Le verdissement de l’économie est souvent considéré, à juste titre, comme un vecteur important d’emplois. Néanmoins, lorsque l’on parle de métiers "verts", cela concerne davantage de nouvelles compétences au sein de métiers déjà existants que de réelles créations de nouveaux métiers. Dans un rapport de juillet 2010, le "Cedefop" (Centre européen pour le développement de la formation professionnelle) indique que la transition vers une économie sobre en carbone passe par l’amélioration des compétences existantes et l’intégration de compétences dites "vertes" plutôt que par l’élaboration de nouveaux programmes de formation. L’AID, en tant qu’opérateur de formation qui s’adresse à des publics dits faiblement qualifiés et éloignés de l’emploi entend intégrer ces éléments et faire évoluer ses formations pour répondre à cette nouvelle demande.
L’enjeu est de taille.

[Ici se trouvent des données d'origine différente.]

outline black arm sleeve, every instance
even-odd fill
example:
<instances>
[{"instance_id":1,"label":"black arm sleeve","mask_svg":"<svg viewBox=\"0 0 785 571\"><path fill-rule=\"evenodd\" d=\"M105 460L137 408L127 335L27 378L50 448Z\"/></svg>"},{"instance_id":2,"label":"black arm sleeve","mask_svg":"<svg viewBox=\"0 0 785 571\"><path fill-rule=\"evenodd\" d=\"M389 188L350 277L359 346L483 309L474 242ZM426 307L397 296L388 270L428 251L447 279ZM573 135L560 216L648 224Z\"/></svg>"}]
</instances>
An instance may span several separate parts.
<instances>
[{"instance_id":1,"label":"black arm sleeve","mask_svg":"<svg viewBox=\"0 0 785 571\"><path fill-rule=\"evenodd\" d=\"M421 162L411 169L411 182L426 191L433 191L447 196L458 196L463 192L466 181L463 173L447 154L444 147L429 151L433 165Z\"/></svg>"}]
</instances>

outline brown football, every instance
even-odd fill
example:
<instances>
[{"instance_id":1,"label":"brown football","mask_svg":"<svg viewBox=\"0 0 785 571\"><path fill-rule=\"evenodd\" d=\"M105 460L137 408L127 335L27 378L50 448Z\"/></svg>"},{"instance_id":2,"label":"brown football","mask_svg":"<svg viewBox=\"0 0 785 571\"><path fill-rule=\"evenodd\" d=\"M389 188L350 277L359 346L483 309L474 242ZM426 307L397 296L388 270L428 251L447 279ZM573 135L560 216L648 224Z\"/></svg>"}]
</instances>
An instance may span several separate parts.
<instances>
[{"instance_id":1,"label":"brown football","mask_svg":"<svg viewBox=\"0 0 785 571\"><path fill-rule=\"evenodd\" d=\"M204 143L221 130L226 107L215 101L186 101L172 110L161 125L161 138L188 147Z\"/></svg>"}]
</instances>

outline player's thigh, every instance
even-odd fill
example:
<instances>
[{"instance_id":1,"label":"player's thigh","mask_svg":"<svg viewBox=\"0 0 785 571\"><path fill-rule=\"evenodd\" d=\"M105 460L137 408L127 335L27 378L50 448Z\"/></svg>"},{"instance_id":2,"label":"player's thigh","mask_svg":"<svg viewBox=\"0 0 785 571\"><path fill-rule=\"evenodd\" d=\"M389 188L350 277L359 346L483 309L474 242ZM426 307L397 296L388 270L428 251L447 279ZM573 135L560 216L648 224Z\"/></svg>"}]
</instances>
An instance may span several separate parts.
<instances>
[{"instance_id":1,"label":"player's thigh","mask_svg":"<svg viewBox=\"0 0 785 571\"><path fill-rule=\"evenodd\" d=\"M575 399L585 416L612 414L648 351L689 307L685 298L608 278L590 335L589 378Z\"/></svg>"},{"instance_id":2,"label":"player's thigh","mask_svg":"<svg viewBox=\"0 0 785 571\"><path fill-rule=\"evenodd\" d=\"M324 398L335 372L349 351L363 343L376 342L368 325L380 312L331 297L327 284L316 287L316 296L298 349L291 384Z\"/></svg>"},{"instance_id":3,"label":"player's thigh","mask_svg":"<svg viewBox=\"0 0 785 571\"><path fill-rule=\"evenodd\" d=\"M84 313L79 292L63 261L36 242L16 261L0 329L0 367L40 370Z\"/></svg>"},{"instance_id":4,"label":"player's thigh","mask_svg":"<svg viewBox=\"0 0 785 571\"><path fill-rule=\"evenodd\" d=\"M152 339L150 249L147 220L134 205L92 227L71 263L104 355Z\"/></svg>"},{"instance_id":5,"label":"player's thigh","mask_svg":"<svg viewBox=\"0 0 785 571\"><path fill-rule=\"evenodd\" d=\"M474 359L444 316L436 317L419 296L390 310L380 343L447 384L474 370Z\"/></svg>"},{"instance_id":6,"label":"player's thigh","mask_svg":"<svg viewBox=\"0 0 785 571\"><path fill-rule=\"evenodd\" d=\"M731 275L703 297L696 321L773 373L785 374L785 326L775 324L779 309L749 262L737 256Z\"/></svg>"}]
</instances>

Comme l’a clairement identifié la Commission européenne, 18 % des emplois dans ces nouveaux secteurs d’activités pourront être accessibles à des personnes faiblement qualifiées. Toutes les expériences déjà menées par nos partenaires européens en matière de formation socioprofessionnelle dans le secteur des métiers "verts" ont un point commun : l’importance du partenariat mis en place. Partenariat qui a une double caractéristique. Il regroupe à la fois le secteur public, le secteur privé non marchand ou associatif, ainsi que le secteur privé marchand.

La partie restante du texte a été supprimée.